Until Mandelbrot, no-one had really seen a fractal. Sure, these recursive equations and visual thought experiments allowed one to conceive of fractals, and even to draw them to a point, but how would you draw a complete fractal? Not only would illustrating a proper fractal require millions of calculations, but you’d still have no proper way of zooming in and out. But Mandelbrot had a new secret weapon: the computer.

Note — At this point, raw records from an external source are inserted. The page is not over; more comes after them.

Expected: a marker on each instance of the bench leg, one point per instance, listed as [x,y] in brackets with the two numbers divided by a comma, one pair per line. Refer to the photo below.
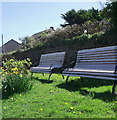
[67,79]
[49,76]
[113,88]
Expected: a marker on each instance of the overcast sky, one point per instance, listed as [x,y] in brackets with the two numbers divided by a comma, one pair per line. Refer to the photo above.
[20,19]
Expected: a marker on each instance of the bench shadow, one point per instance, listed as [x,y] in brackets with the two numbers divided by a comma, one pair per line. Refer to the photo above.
[106,96]
[78,85]
[44,81]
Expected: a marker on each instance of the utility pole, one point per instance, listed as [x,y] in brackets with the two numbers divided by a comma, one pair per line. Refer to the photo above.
[2,45]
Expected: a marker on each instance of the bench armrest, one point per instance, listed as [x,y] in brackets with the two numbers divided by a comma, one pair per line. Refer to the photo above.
[70,64]
[50,66]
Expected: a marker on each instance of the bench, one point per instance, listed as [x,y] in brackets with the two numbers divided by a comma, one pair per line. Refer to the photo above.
[100,63]
[49,62]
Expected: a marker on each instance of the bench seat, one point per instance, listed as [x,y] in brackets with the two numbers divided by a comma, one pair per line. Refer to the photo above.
[100,63]
[48,62]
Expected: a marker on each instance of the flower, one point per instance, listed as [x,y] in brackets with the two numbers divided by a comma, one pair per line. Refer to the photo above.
[50,90]
[11,98]
[20,75]
[66,103]
[3,74]
[41,109]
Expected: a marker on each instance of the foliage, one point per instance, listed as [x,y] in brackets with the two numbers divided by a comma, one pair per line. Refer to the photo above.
[81,16]
[27,42]
[55,99]
[16,77]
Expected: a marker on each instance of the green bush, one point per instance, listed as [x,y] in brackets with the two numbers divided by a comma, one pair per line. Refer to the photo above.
[16,77]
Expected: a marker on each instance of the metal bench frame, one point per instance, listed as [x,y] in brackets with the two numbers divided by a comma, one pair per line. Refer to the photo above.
[49,62]
[100,63]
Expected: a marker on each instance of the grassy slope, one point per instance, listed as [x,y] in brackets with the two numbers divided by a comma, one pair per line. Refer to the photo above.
[79,99]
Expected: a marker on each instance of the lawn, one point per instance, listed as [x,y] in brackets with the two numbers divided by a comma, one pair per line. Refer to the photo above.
[89,98]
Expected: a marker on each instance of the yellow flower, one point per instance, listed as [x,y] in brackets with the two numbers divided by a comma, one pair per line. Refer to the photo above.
[74,112]
[66,103]
[50,90]
[4,107]
[71,108]
[15,72]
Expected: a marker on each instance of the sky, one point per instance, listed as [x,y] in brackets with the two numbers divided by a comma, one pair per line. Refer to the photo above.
[20,19]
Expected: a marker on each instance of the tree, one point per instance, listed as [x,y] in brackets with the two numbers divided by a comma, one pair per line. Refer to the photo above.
[72,17]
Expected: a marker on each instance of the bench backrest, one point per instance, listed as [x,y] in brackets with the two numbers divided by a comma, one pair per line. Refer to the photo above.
[103,58]
[54,59]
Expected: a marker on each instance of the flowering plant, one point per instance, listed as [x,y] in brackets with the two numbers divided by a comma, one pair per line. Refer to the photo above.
[16,77]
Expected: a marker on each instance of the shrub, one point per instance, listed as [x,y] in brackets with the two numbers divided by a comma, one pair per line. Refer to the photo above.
[16,77]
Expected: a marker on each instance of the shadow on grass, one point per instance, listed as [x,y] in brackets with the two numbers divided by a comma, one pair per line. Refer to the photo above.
[44,81]
[79,85]
[105,96]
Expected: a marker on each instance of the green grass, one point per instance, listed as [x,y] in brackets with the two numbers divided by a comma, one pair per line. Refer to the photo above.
[89,98]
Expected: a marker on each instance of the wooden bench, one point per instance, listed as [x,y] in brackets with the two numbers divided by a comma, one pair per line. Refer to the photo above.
[49,62]
[100,63]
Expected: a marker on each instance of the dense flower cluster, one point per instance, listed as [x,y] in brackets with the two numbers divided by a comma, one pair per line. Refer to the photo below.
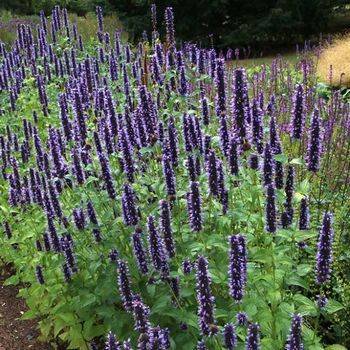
[126,169]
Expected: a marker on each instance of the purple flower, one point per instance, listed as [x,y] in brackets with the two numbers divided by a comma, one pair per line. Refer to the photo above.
[7,229]
[220,86]
[230,338]
[112,343]
[294,341]
[201,345]
[128,162]
[324,255]
[183,89]
[240,104]
[141,315]
[79,218]
[205,298]
[298,113]
[39,274]
[172,133]
[194,207]
[275,142]
[169,175]
[67,245]
[224,136]
[314,147]
[165,228]
[279,175]
[254,162]
[205,110]
[107,176]
[242,318]
[270,209]
[304,218]
[257,126]
[124,285]
[212,173]
[170,31]
[253,337]
[187,267]
[139,252]
[237,266]
[130,214]
[156,246]
[268,167]
[322,301]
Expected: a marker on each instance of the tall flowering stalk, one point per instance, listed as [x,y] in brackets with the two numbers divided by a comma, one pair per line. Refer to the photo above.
[294,341]
[139,252]
[314,146]
[230,337]
[205,299]
[194,207]
[124,285]
[157,249]
[130,214]
[253,337]
[165,227]
[270,209]
[237,266]
[304,218]
[324,255]
[240,104]
[298,112]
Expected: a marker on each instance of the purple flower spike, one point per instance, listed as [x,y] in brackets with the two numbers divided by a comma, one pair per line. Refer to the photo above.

Using early computers, Mandelbrot analyzed the monsters and plotted the results on a screen. The images that emerged were nothing short of elegant and beautiful. Today, they are almost universally recognizable as part of pop-culture. Thanks to the advantages of screen over paper, computers also solved the magnification problem, allowing scientists and laymen alike to zoom in and out of these stunningly infinite structures with a click of a mouse. It seems a strange coincidence that Leibniz also invented binary.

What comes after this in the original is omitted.